The rise in home runs in 2019 wasn't because of a juiced ball, but rather due, in part, to inconsistent seam height on the baseball combined with "player behavior," according to preliminary results of a study commissioned by Major League Baseball.
The early findings of the 27-page report were released Wednesday. The authors were a committee of professors charged with looking into the record number of home runs -- 6,776 -- in the past season.
The committee concluded that ball manufacturer Rawlings hadn't made any purposeful changes to the ball to increase offense. The report found the baseball's performance was because of variability in the production process and not because of anything intentionally done by MLB or manufacturer Rawlings.
Instead, the report determined that the carry of the ball led to 60 percent of the increase in home runs while launch conditions were the rest of the reason. The carry is affected by seam heights, in part, and the committee found "large ball-to-ball variation in those quantities," according to the report. In fact, among the balls evaluated in the study, four had seam heights less that 0.035 inches in height and two of them had seams that exceeded 0.0425 inches.

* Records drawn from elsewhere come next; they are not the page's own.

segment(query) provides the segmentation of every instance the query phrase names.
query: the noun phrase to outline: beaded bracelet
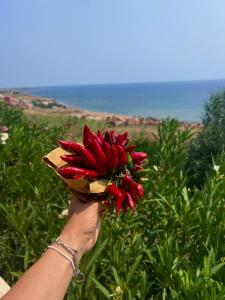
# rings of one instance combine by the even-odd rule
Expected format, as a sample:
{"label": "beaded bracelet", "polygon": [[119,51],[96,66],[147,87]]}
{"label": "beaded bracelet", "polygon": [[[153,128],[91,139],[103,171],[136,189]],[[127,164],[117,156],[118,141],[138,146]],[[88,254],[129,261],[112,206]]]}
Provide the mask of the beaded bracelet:
{"label": "beaded bracelet", "polygon": [[[64,255],[65,258],[69,258],[69,261],[71,263],[71,266],[73,268],[73,277],[76,279],[77,282],[83,282],[85,281],[85,275],[84,273],[81,273],[80,270],[79,270],[79,267],[78,267],[78,262],[77,262],[77,254],[78,254],[78,251],[67,246],[63,240],[62,240],[62,237],[59,236],[55,242],[55,244],[61,246],[67,253],[69,253],[72,258],[69,258],[67,255]],[[53,246],[49,246],[48,248],[51,248],[53,249]],[[55,247],[54,247],[55,248]],[[61,252],[61,251],[60,251]],[[58,252],[59,253],[59,252]]]}

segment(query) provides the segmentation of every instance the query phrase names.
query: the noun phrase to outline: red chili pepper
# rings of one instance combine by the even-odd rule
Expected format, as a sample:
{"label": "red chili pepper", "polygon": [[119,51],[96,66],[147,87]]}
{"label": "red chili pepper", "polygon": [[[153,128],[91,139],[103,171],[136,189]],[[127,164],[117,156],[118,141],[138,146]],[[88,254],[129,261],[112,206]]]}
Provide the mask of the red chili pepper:
{"label": "red chili pepper", "polygon": [[123,134],[119,134],[116,139],[116,144],[125,147],[129,143],[127,136],[128,136],[127,131],[124,132]]}
{"label": "red chili pepper", "polygon": [[130,209],[134,210],[134,202],[133,202],[133,199],[132,199],[131,194],[129,192],[126,192],[126,200],[127,200],[127,204],[130,207]]}
{"label": "red chili pepper", "polygon": [[111,136],[112,144],[115,144],[116,143],[116,139],[117,139],[117,133],[115,132],[115,130],[112,130],[110,132],[110,136]]}
{"label": "red chili pepper", "polygon": [[110,184],[107,187],[107,191],[110,195],[113,195],[115,197],[120,197],[122,195],[120,189],[114,183]]}
{"label": "red chili pepper", "polygon": [[134,163],[148,157],[147,153],[145,153],[145,152],[132,152],[130,155],[131,155]]}
{"label": "red chili pepper", "polygon": [[99,173],[99,175],[104,175],[107,172],[107,158],[102,149],[102,146],[95,139],[92,139],[92,153],[96,157],[97,172]]}
{"label": "red chili pepper", "polygon": [[79,180],[79,179],[81,179],[83,176],[84,176],[84,175],[75,175],[75,176],[73,177],[73,179]]}
{"label": "red chili pepper", "polygon": [[129,175],[124,175],[123,176],[122,183],[123,184],[128,184],[129,186],[132,186],[132,185],[135,184],[135,182],[133,181],[133,179]]}
{"label": "red chili pepper", "polygon": [[116,215],[119,216],[120,210],[124,201],[124,193],[121,193],[121,196],[118,196],[115,201]]}
{"label": "red chili pepper", "polygon": [[91,138],[91,130],[85,124],[84,129],[83,129],[83,144],[87,149],[89,149],[89,147],[90,147],[90,138]]}
{"label": "red chili pepper", "polygon": [[144,189],[140,183],[136,183],[136,191],[140,198],[142,198],[144,196]]}
{"label": "red chili pepper", "polygon": [[111,132],[109,130],[106,130],[105,141],[108,142],[110,145],[113,144],[112,137],[111,137]]}
{"label": "red chili pepper", "polygon": [[131,194],[131,197],[135,204],[138,203],[138,195],[136,191],[136,183],[134,182],[131,186],[129,186],[128,192]]}
{"label": "red chili pepper", "polygon": [[80,156],[76,156],[76,155],[61,155],[60,156],[62,160],[64,160],[65,162],[68,162],[71,165],[74,166],[81,166],[83,161],[83,158]]}
{"label": "red chili pepper", "polygon": [[126,150],[126,152],[131,153],[131,152],[134,152],[135,147],[136,147],[136,145],[130,145],[130,146],[127,146],[125,148],[125,150]]}
{"label": "red chili pepper", "polygon": [[115,145],[111,145],[108,153],[108,158],[108,167],[112,170],[115,170],[119,163],[118,153]]}
{"label": "red chili pepper", "polygon": [[85,148],[81,148],[81,155],[83,157],[84,163],[87,167],[95,167],[97,162],[90,151]]}
{"label": "red chili pepper", "polygon": [[104,136],[103,136],[101,130],[98,130],[97,136],[101,140],[102,143],[105,141]]}
{"label": "red chili pepper", "polygon": [[110,145],[109,145],[109,143],[107,143],[107,142],[104,142],[104,145],[103,145],[103,147],[104,147],[104,150],[105,150],[105,154],[106,154],[106,156],[108,156],[108,153],[109,153],[109,149],[110,149]]}
{"label": "red chili pepper", "polygon": [[128,162],[127,153],[125,152],[124,148],[120,145],[116,146],[119,158],[119,166],[124,166]]}
{"label": "red chili pepper", "polygon": [[138,166],[138,165],[134,165],[134,167],[131,169],[131,172],[132,173],[135,173],[135,172],[138,172],[140,170],[142,170],[143,168],[141,166]]}

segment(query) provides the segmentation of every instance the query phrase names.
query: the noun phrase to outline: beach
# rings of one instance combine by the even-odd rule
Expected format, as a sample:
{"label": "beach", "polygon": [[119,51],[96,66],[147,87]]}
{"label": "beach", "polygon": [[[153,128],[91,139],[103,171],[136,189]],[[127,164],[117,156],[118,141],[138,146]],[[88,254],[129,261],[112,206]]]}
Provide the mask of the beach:
{"label": "beach", "polygon": [[[31,95],[18,90],[0,90],[0,101],[10,97],[13,105],[24,109],[27,115],[70,116],[80,119],[105,121],[108,127],[134,126],[148,127],[162,123],[162,119],[154,117],[129,116],[109,112],[94,112],[86,109],[69,107],[55,99]],[[201,128],[200,122],[180,122],[185,128]]]}

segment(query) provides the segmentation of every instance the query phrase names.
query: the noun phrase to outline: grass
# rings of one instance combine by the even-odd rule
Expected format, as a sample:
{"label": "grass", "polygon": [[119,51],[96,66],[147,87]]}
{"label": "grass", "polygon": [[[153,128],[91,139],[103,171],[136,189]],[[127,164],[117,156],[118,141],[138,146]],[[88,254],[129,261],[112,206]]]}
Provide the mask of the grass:
{"label": "grass", "polygon": [[[41,161],[60,138],[81,138],[85,120],[24,118],[0,106],[10,139],[0,145],[0,274],[13,284],[60,232],[69,191]],[[90,121],[93,129],[105,124]],[[176,121],[155,141],[132,136],[149,153],[145,198],[135,213],[108,215],[94,250],[83,258],[84,284],[65,299],[225,299],[225,181],[214,172],[188,189],[190,131]]]}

Since seam height is responsible for 35 percent of the carry, according to the report, the committee acknowledged additional review is needed.

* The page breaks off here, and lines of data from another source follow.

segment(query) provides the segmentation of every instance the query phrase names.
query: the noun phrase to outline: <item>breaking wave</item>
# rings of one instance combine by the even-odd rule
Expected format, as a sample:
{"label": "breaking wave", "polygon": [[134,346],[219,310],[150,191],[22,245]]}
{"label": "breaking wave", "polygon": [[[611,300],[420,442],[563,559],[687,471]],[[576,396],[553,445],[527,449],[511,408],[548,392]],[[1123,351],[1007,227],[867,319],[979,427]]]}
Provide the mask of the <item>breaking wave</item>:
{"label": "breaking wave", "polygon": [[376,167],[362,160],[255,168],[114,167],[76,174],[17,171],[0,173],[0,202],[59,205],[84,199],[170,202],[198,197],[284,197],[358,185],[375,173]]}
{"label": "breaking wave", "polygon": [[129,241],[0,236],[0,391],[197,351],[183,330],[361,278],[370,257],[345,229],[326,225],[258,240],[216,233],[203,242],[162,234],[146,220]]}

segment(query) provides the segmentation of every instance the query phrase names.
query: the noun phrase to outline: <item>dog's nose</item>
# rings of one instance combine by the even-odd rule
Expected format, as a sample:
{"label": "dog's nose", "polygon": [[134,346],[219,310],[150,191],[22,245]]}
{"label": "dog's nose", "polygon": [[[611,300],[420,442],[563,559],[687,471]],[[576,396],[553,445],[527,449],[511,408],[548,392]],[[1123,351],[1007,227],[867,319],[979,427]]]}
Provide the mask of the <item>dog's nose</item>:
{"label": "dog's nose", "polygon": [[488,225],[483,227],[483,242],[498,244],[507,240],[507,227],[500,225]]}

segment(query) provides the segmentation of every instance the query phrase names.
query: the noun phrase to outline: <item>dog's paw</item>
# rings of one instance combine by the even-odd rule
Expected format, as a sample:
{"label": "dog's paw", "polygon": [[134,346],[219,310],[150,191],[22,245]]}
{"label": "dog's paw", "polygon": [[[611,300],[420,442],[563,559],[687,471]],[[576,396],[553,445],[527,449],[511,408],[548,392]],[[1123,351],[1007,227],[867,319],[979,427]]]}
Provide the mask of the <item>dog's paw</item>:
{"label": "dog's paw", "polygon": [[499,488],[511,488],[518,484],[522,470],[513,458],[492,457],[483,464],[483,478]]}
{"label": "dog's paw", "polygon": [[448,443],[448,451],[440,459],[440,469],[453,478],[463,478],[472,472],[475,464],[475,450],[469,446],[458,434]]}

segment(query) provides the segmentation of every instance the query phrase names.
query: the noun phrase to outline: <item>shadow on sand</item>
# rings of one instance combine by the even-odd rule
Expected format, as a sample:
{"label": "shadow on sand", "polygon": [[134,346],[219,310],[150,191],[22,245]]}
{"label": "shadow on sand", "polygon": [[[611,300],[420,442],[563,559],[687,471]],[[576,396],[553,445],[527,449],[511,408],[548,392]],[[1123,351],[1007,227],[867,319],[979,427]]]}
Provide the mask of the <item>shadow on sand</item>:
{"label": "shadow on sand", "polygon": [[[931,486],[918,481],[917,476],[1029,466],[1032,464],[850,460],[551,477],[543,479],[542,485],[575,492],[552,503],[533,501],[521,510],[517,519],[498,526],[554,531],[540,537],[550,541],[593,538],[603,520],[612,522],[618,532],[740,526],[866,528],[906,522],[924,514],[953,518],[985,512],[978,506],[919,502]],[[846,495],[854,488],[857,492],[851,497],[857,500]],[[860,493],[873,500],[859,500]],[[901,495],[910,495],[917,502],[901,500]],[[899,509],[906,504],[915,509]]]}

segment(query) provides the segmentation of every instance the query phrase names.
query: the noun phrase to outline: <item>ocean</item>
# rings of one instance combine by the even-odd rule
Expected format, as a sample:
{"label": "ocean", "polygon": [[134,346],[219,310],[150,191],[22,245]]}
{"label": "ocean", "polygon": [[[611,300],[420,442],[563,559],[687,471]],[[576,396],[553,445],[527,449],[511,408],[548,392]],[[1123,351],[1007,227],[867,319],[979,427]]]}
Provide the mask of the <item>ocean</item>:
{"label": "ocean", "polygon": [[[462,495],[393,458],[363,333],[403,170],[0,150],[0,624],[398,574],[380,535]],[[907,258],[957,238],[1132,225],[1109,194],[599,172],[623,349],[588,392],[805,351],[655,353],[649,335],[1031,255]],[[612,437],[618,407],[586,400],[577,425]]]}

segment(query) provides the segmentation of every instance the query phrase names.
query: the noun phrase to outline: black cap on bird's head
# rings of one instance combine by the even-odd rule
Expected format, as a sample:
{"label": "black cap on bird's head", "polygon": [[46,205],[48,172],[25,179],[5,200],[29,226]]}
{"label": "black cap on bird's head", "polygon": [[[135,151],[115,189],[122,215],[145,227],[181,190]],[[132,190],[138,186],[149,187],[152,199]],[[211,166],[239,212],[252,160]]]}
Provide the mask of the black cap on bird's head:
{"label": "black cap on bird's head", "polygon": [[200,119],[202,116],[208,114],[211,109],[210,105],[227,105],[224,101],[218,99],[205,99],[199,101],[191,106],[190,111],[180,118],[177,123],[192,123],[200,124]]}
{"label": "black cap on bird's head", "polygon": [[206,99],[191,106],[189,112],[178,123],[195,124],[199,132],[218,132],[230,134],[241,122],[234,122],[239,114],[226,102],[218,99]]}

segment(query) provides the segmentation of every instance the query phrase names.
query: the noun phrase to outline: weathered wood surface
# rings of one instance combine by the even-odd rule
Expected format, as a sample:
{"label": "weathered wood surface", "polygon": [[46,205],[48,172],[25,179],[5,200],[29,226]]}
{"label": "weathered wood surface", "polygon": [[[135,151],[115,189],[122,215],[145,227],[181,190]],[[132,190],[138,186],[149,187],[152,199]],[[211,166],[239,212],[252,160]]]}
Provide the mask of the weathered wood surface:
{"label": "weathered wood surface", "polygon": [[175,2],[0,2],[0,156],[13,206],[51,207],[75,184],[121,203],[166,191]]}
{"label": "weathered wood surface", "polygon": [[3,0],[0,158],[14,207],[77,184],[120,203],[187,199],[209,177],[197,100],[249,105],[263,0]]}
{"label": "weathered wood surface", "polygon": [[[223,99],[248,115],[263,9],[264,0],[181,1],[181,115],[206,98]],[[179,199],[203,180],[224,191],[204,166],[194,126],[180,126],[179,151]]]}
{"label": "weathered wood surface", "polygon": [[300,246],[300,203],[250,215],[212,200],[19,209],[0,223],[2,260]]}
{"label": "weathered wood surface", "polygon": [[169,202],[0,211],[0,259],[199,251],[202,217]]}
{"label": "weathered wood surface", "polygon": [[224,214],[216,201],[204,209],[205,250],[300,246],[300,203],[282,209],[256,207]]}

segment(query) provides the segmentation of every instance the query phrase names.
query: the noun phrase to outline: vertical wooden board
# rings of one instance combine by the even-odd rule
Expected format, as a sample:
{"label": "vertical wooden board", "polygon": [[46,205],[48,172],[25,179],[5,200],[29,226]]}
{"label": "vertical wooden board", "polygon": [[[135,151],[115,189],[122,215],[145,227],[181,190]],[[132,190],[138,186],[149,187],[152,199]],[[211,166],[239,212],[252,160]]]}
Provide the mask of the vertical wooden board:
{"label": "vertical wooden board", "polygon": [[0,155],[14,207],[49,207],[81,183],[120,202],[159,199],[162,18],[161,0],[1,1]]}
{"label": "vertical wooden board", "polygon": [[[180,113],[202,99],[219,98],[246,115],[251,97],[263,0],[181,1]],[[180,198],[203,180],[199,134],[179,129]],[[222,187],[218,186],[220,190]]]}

"While we have learned much from our studies as well as those of other investigators," the report said, "there is much that is not yet understood."
The committee also said the home run increase, in part, also was due to changes in players' swings and launch angles.
The report included some recommendations, including researching how mud applied to balls influences the drag and looking into storing balls in humidors in every MLB stadium to make the conditions uniform across the country.
The professors said a more detailed report was still to come.
The study was the second commissioned by MLB and came following allegations that MLB ordered the balls to be manufactured to generate more offense.
The previous record for home runs in a season across MLB was 6,105. Fifteen teams set franchise records for home runs.